4)	Talent. All companies love a talented artist. Not too much to explain here.


So again: Very few companies, if any, provide full endorsements (ie. give stuff away for free). Most actually now work from an artist pricing stand
point, which is very important. There has to be an actual value for any company to give away free gear. 


Hope that helps.


----------



## Repner (Aug 3, 2011)

Ibanez.com | FAQ

As the above posts said though, they won't just consider anyone. Best to look into the advice already given here


----------



## Static (Aug 4, 2011)




----------



## yidcorer (Aug 4, 2011)

All attempts to troll and flame the OP aside, I am very glad he started this thread. Endorsements is a topic we all have been interested in, I guess. I would say it´s contraproductive to tell a company to endorse you, for I highly doubt the big artists got theirs that way. It´s not like John Petrucci went to the guys at Mesa Boogie and threated them with performing fatalities on them if he didn´t get stuff for free.


----------



## signalgrey (Aug 4, 2011)

work work work

network network network

work some more

I got a deal with Blackstar for a few years, nothing high end but artist discount and i could rent the gear pro bono for any show or studio. Pretty sweet. I simply set up a meeting and we talked. BUT we needed to have something to talk about...if you get my meaning. work. hard. alot.


----------



## Fred the Shred (Aug 4, 2011)

Endorsements don't require a MASSIVE profile or Metallica like fanbases. They do require a lot of work, visibility, and networking, as well as a business / career plan, and something that presents value.

Also, do not EVER take the endorsement whore route, by spamming everyone under the sun and remember that you need to work with companies that will provide what you require. Having some sort of deal with a company whose material you won't use only to jump ship 2 months later is often a worrying sign to potential endorsers.


----------



## Adari (Aug 4, 2011)

Am I the only one who thinks you all just got trolled?


----------



## sk3ks1s (Aug 4, 2011)

Adari said:


> Am I the only one who thinks you all just got trolled?



My thoughts exactly.


----------



## Fred the Shred (Aug 4, 2011)

Trolled or not, the information is here for future reference.


----------



## Floppystrings (Aug 4, 2011)

Step one, become extremely famous.


----------



## Watty (Aug 4, 2011)

If the options above aren't necessarily available, i.e. playing shows, you could always to gain a following on youtube.
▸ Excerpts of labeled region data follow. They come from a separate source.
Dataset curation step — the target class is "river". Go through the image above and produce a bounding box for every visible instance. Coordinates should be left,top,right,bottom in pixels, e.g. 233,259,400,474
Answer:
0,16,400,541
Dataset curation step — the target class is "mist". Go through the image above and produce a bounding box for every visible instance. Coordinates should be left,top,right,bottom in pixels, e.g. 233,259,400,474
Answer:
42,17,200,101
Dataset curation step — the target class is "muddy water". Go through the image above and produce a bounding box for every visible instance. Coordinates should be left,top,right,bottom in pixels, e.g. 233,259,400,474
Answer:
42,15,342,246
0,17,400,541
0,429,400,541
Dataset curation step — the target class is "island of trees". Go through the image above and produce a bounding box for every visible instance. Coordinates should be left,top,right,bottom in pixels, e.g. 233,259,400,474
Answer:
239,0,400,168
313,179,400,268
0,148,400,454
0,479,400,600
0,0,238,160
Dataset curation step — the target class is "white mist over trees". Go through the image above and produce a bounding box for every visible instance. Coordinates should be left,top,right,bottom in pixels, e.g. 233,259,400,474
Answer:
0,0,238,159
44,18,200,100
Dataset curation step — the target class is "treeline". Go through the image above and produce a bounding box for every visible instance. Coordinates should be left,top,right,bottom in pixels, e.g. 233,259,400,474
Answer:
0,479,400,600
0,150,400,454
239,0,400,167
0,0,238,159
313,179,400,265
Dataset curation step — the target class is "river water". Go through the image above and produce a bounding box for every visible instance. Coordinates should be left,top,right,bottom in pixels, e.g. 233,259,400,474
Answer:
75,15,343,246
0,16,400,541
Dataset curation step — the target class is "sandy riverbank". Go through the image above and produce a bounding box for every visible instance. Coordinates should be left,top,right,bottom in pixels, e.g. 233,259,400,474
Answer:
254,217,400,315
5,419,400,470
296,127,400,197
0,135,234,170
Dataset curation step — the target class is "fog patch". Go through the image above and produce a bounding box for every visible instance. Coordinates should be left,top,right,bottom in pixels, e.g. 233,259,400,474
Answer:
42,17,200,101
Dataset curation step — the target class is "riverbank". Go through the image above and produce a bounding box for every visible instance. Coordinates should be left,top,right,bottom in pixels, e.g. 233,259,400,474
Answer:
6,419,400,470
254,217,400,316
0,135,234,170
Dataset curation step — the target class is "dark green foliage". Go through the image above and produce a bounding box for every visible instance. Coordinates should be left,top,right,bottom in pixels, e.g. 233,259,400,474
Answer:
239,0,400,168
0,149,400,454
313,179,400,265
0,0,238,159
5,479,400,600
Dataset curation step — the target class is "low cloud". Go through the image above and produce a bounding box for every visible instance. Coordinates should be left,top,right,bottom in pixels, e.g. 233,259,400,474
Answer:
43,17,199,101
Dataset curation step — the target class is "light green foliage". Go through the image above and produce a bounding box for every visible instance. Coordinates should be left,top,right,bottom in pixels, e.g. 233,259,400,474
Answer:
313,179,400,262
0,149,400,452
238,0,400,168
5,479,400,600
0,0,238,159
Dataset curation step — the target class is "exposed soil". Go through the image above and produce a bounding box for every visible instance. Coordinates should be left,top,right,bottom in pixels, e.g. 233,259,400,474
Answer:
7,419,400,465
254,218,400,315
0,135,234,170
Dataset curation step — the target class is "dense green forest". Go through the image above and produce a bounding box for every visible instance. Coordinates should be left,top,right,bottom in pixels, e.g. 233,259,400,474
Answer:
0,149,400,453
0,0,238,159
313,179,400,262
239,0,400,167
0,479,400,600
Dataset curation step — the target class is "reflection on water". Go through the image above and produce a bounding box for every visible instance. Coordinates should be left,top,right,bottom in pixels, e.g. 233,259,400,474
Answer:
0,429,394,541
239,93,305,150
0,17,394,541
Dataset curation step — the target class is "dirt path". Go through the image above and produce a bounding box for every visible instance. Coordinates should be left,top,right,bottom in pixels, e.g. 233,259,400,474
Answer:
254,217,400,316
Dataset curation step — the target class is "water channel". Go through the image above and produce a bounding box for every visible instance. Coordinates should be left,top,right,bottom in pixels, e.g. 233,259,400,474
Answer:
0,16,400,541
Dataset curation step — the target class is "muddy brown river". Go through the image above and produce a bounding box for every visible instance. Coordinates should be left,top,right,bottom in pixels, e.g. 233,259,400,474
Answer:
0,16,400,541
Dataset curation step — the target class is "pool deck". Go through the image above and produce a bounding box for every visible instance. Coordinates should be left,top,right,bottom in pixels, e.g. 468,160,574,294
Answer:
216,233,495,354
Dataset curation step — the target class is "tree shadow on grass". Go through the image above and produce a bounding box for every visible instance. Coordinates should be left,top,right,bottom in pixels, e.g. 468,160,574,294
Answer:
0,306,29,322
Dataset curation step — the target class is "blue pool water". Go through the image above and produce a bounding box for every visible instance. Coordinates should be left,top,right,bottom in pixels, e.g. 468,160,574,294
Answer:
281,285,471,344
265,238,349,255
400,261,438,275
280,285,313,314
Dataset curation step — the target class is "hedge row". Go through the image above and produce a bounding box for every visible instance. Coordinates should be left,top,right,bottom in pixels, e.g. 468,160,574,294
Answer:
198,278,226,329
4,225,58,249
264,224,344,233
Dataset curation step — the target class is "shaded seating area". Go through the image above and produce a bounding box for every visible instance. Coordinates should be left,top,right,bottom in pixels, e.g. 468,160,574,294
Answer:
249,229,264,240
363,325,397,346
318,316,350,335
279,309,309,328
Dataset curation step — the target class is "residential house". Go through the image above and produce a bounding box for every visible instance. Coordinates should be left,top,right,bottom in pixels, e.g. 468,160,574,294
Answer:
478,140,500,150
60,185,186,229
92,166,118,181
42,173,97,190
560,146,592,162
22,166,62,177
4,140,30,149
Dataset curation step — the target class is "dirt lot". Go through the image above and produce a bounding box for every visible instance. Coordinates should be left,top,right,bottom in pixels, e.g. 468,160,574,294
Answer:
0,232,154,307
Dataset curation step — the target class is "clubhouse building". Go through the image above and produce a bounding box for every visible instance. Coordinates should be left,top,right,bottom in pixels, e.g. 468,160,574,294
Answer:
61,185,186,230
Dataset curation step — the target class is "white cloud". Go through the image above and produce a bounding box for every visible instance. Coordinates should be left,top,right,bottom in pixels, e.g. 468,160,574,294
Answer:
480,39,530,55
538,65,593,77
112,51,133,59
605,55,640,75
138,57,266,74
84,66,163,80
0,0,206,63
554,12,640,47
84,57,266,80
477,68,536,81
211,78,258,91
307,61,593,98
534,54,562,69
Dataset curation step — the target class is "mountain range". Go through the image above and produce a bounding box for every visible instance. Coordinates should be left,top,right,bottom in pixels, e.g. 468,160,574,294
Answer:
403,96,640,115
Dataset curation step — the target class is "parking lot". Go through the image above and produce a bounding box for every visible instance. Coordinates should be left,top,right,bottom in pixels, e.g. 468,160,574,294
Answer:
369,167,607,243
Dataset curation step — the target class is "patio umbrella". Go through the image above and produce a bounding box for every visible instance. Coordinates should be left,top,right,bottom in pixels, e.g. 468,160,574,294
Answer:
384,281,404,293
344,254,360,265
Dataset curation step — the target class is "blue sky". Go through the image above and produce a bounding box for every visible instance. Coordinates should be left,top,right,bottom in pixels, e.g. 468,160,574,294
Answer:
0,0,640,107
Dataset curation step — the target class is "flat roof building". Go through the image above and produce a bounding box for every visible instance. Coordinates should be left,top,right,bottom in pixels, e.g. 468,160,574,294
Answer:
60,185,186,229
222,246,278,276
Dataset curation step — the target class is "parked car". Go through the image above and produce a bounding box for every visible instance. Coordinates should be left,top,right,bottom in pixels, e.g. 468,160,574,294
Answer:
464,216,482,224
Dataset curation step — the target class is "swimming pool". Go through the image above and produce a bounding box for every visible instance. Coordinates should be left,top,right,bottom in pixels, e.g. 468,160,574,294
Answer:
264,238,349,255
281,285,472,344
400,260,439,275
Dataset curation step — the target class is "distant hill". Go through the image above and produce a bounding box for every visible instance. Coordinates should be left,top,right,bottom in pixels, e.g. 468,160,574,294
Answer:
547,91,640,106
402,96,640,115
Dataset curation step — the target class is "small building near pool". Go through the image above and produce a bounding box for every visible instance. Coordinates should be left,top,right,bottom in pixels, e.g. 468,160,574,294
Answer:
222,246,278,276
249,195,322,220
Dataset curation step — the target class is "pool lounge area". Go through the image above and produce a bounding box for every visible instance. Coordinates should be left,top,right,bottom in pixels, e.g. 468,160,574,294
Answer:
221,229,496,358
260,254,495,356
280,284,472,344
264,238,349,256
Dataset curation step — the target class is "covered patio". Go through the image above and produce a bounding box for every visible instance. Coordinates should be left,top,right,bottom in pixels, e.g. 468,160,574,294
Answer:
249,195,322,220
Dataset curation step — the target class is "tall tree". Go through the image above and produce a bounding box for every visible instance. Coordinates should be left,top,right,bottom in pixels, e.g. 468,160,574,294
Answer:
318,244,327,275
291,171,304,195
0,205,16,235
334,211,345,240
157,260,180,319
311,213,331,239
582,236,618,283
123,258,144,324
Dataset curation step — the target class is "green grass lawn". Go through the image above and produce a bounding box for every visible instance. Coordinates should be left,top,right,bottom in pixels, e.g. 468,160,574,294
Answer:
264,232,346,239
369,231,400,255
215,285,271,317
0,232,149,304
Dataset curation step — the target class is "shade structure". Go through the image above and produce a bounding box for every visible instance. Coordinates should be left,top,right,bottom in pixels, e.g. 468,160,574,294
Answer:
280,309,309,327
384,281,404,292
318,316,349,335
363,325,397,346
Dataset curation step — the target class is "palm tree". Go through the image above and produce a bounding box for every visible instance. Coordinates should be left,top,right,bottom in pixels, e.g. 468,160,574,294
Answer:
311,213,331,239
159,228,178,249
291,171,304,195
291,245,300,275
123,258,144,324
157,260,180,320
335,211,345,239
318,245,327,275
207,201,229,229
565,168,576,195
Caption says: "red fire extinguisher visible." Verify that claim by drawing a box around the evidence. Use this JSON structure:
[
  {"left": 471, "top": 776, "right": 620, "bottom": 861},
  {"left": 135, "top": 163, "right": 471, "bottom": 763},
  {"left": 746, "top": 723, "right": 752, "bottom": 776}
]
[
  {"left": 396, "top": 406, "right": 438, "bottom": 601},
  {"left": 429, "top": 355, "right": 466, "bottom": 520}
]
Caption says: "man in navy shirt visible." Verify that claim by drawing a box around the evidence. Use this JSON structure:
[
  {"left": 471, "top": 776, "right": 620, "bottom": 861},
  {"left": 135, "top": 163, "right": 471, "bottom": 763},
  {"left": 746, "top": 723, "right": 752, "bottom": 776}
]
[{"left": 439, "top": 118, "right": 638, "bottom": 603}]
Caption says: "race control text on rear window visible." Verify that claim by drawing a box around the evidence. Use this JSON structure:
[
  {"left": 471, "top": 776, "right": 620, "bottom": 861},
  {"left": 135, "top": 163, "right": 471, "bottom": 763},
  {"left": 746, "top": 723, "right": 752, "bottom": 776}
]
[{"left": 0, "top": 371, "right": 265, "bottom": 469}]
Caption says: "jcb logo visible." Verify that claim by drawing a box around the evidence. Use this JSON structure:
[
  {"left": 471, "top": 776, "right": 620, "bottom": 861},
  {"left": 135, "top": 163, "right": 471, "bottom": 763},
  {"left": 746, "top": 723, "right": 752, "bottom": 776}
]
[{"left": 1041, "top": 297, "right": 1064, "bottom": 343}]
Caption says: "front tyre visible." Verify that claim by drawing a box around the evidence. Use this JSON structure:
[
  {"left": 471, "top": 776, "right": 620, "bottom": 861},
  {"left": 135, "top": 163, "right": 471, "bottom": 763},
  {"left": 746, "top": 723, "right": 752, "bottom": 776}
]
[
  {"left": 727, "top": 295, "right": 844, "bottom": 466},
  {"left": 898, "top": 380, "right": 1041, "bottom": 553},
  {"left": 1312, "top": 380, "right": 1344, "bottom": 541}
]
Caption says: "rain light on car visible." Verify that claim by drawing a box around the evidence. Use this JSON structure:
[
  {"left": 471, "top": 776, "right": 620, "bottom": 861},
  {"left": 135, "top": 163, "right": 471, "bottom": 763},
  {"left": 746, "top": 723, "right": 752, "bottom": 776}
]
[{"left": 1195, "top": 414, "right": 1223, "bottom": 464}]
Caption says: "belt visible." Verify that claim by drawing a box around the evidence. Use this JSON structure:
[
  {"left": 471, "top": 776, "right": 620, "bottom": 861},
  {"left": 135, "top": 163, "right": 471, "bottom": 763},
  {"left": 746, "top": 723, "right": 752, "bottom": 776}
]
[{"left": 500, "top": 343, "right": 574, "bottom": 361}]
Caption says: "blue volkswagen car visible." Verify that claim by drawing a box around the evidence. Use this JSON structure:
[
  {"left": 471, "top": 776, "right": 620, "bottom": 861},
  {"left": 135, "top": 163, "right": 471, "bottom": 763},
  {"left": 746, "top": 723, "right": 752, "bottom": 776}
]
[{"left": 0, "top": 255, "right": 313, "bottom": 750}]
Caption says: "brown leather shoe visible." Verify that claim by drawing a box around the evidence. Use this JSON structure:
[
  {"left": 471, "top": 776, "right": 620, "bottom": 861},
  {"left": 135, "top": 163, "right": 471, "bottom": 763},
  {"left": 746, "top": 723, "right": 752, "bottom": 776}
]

If you brand the company into what you do and get a few hundred thousand people to pay attention to what you have to say, I think there's a good chance x company might be interested in allowing you to showcase their products.

Might be hard to do given that there are so many people that have done it this way, however...


----------



## djpharoah (Aug 4, 2011)

Tr0ll hArd3r


----------



## thedarkoceans (Aug 4, 2011)

why he has to be a troll? i found this thread helpful.


----------



## Viginez (Aug 4, 2011)

learn to play like m. suicmez


----------



## Powermetalbass (Aug 4, 2011)

If you want to be endorsed, check their sites, find out what is required to get endorsed. Usually you need to be in a band thats actually doing something (Touring, opening for big bands, etc.) Signed (Indie label or big label) usually helps (and is required with many endorsments). Selling yourselves (if you can sell yourself at shows and get people out they will see you playing the endorsed item and if they like you they will buy the endorsed product (your selling yourself and the product you play)


----------



## BigBaldIan (Aug 5, 2011)

djpharoah said:


> Tr0ll hArd3r


 
The funny thing is, from an obvious troll post I've gleaned a lot of really useful information. Not necessarily for me, but stuff I can point mates who are in bands to.


----------



## bulb (Aug 5, 2011)

Guitarholic said:


> The word "want" never works well when pursuing endorsements. I handle all our clients endorsement requests and work with the companies that you mentioned on a daily basis. I receive several endorsement requests every week and I very often find that even well known musicians very often do not really understand why a company endorses an artist. Why do gear companies sign artists to their roster? What's the philosophy behind it?
> 
> A quick detour on terminology (say thanks to the Mesa A&R rep for this!!!): Endorsement typically refers to a partnership where the artist is provided gear at either a generous discount or at no charge in exchange for the visibility gained with that artist playing the gear at their level of exposure.
> 
> ...



This post should be everyone's bible to endorsements. Jan is responsible for the grand majority of endorsements Periphery and I have (and other Outerloop Management bands for that matter). Its no accident, he's brilliant with that stuff!


----------



## Guitarholic (Aug 5, 2011)

bulb said:


> This post should be everyone's bible to endorsements. Jan is responsible for the grand majority of endorsements Periphery and I have (and other Outerloop Management bands for that matter). Its no accident, he's brilliant with that stuff!



Aw man, thanks!


----------



## Kurkkuviipale (Aug 6, 2011)

BigBaldIan said:


> The funny thing is, from an obvious troll post I've gleaned a lot of really useful information. Not necessarily for me, but stuff I can point mates who are in bands to.





Thank you mister troll!


----------